Abstract
Introduction: Pulmonary embolism (PE) is a life-threatening cardiovascular condition characterized by the obstruction of pulmonary arteries, typically due to blood clots originating from deep vein thrombosis (DVT). Notably, sudden death occurs in approximately 25% of undiagnosed PE cases. Early identification and risk stratification of PE patients remains a challenge; the few biomarkers currently available in clinical practice lack specificity and are insufficient in predicting disease severity. This study investigates fibrinolytic, endothelial, and inflammatory biomarkers in acute PE, with a focus on their relationship to blood cellular indices and clinical features such as risk severity and obesity.
Materials and Methods: Plasma samples from 66 patients diagnosed with acute PE and managed by the Pulmonary Embolism Response Team (PERT) were collected under a pre-approved IRB protocol at Loyola University Medical Center. Controls were normal human plasma samples from 15 individuals. Expression of fibrinolytic (D-dimer, PAI-1, tPA) and endothelial (vWF, Angiopoietin-2, nitrotyrosine) biomarkers were quantified using sandwich Enzyme-Linked Immunosorbent Assays. TNFα, a pro-inflammatory cytokine, was measured using Chemiluminescence Biochip Array from Randox Technology. Statistical analyses were performed using GraphPad Prism. Clinical data, including PE risk severity and BMI, was obtained from EPIC medical records. Complete blood counts were used to calculate neutrophil-to-lymphocyte ratio (NLR), monocyte-to-lymphocyte ratio (MLR), platelet-to-lymphocyte ratio (PLR), and systemic immune-inflammation index (SII).
Results: The cohort included 43.9% female and 56.1% male patients, with a median age of 66.5 years.
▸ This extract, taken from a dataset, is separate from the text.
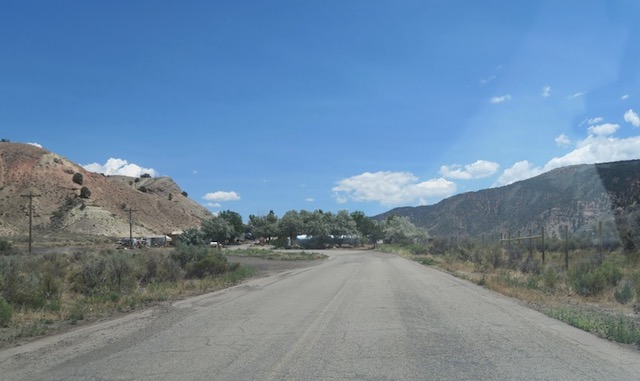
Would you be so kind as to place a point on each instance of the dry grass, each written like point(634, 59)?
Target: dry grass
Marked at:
point(550, 289)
Based on AHA guidelines for PE risk stratification, there were 5 high-risk, 33 intermediate-risk, and 28 low-risk patients. 59.1% of all patients were categorized as obese (BMI ≥ 30), while 40.9% were non-obese.
Fibrinolytic biomarkers were significantly elevated in PE patients compared to controls, including D-dimer (p < 0.0001), PAI-1 (p < 0.0001), and tPA (p < 0.0001). Markers of endothelial dysfunction were also higher in patients, including vWF (p < 0.0001), Angiopoietin-2 (p < 0.0001), and nitrotyrosine (p = 0.0033). Additionally, pro-inflammatory TNFα was increased in PE patients (p = 0.0084). Among all biomarkers, those related to fibrinolytic dysfunction exhibited the greatest fold increases in PE patients compared to controls; D-dimer showed the highest fold change (10.5x), followed by PAI-1 (3.6x) and tPA (3.1x). Correlation analyses revealed moderate positive associations between tPA and PAI-1 (r = 0.47), D-dimer and vWF (r = 0.41), and tPA and vWF (r = 0.37). Nitrotyrosine demonstrated negative correlations with Angiopoietin-2 (r = -0.27) and vWF (r = -0.22).
When stratified by PE risk severity, D-dimer (p = 0.0129) and vWF (p = 0.0279) levels distinguished intermediate from low-risk patients. Interestingly, nitrotyrosine levels were decreased in high-risk patients compared to both intermediate (p = 0.0498) and low-risk groups (p = 0.0219). NLR (p = 0.0163) and MLR (p = 0.0321) were also elevated in intermediate-risk patients compared to low-risk patients. Lastly, when stratified by BMI, tPA was significantly lower in obese compared to non-obese patients (p = 0.0288).
Conclusion: This study presents fibrinolytic, endothelial, and inflammatory dysregulation in acute PE. Fibrinolytic markers (D-dimer, PAI-1, tPA) showed the highest fold increases in patients, suggesting their central role in the pathophysiology of PE. Elevated endothelial (vWF, Angiopoietin-2, nitrotyrosine) and inflammatory (TNF-α) biomarker levels further underscore the thrombo-inflammatory state of PE. Importantly, D-dimer and vWF differentiated between intermediate and low-risk groups, signifying potential roles in early risk stratification. Nitrotyrosine, which was inversely correlated with PE severity, may serve as a novel marker of oxidative stress. Inflammatory blood cellular indices (NLR, MLR) were also correlated with PE severity, highlighting their prognostic value. Stratification by obesity revealed a reduction in tPA among obese patients, indicating that dysregulated fibrinolysis may be contributing to increased thrombotic risk in this patient population. These findings emphasize the value of combining cellular indices and clinical stratification with biomarker profiling to improve management of acute PE.